Замусоренный двор пуст, несколько машин у ворот. Я выждала, оглядывая примыкавшие к конторе формовочный цех: три стены и крыша, такая же сушильня. Только в углах темно, но вряд ли там кто будет сидеть в секрете. Если охрана есть — она в конторе, где окно сияло голубоватым светом телевизора. Единственный фонарь освещал дверь в помещение для обжига — новое и крепкое, с красными пятнами кирпичных заплат в стене. Если здесь кто-то есть, то за этой тяжёлой металлической дверью, больше негде. А дверь прямо в стене формовочного, под крышей, до неё и нужно добраться.

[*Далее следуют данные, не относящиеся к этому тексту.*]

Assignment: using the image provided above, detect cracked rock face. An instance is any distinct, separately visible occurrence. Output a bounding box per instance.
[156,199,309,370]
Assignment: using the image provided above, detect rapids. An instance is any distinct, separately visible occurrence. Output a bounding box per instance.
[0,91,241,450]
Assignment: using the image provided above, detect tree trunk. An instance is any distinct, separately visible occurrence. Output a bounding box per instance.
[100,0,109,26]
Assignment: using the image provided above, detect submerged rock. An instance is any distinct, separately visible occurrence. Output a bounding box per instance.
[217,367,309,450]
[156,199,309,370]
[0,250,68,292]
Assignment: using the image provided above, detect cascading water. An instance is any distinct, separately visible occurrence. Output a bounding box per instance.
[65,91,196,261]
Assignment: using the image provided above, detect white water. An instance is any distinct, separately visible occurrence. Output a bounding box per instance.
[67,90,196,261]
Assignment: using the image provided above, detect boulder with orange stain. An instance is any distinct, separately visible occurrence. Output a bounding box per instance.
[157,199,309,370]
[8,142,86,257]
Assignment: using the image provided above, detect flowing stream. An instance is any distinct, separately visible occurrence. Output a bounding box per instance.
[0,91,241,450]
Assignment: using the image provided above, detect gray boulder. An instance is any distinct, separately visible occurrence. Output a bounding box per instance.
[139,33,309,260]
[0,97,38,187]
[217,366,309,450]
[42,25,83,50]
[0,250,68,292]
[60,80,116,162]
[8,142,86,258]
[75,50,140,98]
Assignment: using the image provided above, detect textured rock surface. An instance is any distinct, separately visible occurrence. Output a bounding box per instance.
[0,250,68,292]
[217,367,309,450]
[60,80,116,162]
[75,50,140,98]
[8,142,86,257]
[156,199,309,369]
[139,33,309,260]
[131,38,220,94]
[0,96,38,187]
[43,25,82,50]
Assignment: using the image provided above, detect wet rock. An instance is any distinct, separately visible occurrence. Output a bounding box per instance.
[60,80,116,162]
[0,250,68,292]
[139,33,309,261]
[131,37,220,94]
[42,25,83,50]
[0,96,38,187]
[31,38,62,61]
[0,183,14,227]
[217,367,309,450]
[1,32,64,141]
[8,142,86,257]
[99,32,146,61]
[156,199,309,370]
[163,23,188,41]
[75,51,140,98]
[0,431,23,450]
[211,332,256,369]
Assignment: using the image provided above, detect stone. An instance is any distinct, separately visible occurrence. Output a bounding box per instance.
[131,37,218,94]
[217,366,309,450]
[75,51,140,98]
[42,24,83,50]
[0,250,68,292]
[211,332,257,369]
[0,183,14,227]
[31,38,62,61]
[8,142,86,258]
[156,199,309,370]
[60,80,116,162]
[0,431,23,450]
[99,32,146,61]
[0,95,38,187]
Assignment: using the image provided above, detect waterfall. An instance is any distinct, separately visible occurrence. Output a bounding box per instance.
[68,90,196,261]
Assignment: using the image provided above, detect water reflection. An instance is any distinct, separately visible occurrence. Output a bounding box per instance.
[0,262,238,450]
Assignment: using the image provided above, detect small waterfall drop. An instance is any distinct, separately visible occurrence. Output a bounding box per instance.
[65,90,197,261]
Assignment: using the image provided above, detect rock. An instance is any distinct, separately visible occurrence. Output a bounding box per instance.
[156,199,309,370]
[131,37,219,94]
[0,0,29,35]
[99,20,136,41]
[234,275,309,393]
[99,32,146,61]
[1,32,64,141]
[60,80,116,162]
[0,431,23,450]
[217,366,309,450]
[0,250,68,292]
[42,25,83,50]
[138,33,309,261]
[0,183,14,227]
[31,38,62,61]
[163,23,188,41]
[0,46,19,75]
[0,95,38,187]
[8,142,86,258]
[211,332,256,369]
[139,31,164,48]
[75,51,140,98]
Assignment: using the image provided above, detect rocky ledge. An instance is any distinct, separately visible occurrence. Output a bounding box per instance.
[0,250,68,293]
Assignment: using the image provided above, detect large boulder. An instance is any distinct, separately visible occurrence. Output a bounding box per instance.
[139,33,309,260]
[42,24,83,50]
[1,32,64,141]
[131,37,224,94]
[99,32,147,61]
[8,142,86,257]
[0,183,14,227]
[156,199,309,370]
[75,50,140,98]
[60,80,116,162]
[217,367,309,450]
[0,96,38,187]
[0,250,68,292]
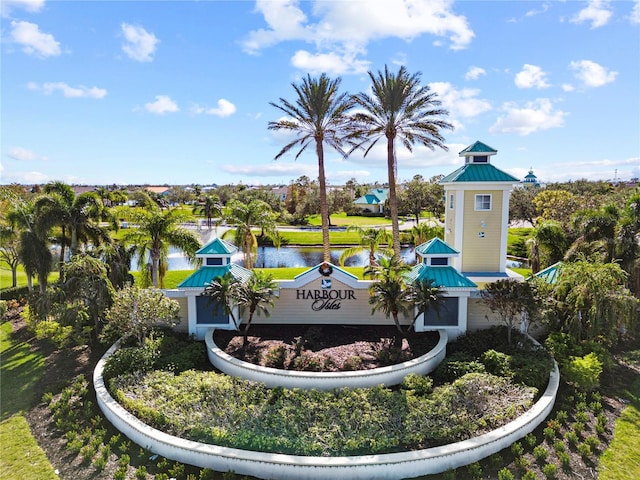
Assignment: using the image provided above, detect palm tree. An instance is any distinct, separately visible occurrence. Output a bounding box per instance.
[269,73,353,262]
[124,207,200,288]
[225,200,280,270]
[338,225,389,268]
[234,272,276,339]
[193,193,222,228]
[36,182,110,263]
[204,272,240,330]
[365,254,412,334]
[349,65,453,255]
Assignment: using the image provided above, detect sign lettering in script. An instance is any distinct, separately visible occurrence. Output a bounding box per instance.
[296,288,356,312]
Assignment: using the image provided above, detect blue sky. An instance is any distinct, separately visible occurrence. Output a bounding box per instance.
[0,0,640,185]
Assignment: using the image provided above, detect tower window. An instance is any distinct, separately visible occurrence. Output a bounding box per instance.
[476,195,491,211]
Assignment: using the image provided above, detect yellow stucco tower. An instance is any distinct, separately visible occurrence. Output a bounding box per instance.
[440,142,519,283]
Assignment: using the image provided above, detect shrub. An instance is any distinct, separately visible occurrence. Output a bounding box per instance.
[524,433,538,448]
[558,452,571,471]
[342,356,362,371]
[433,353,486,383]
[511,442,524,457]
[481,349,513,377]
[563,352,602,392]
[556,410,569,425]
[264,345,287,369]
[578,443,593,460]
[542,463,558,480]
[533,445,549,463]
[564,431,579,447]
[400,373,433,396]
[498,467,516,480]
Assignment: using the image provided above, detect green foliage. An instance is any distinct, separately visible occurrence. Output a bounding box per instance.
[498,467,516,480]
[101,285,180,345]
[400,373,433,396]
[542,463,558,480]
[563,352,602,392]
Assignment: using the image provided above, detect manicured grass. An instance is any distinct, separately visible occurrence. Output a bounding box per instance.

Я продвигалась, прижимаясь к стене, до конторы, затем, пригнувшись, пролезла под светящимся окном, миновала ёмкость из-под угля, и затихла. Возле угольной ямы кто-то двигался. Приглядевшись, я подошла ближе. Там, в тени у стены, сидели в железной клетке собаки — чёрно-белый сеттер и две дворняжки. Я ожидала, что они залают, но собаки молчали. Сеттер попытался вильнуть хвостом, две другие смотрели угрюмо и обречённо. Сволочи! Заморили голодом… Собак отпущу… Не забыть отпустить собак… Вот гады, и не жалко. Хотя, если людей не жалко… Понятно, откуда эти ночные псы в поле. Эти, как будто, пока ещё просто собаки. Алексо предупредил бы… Вот и дверь. Я снова прошла вдоль стены, в тени. Формовочный был пуст. Из-за плотно подогнанной двери слышался гул голосов.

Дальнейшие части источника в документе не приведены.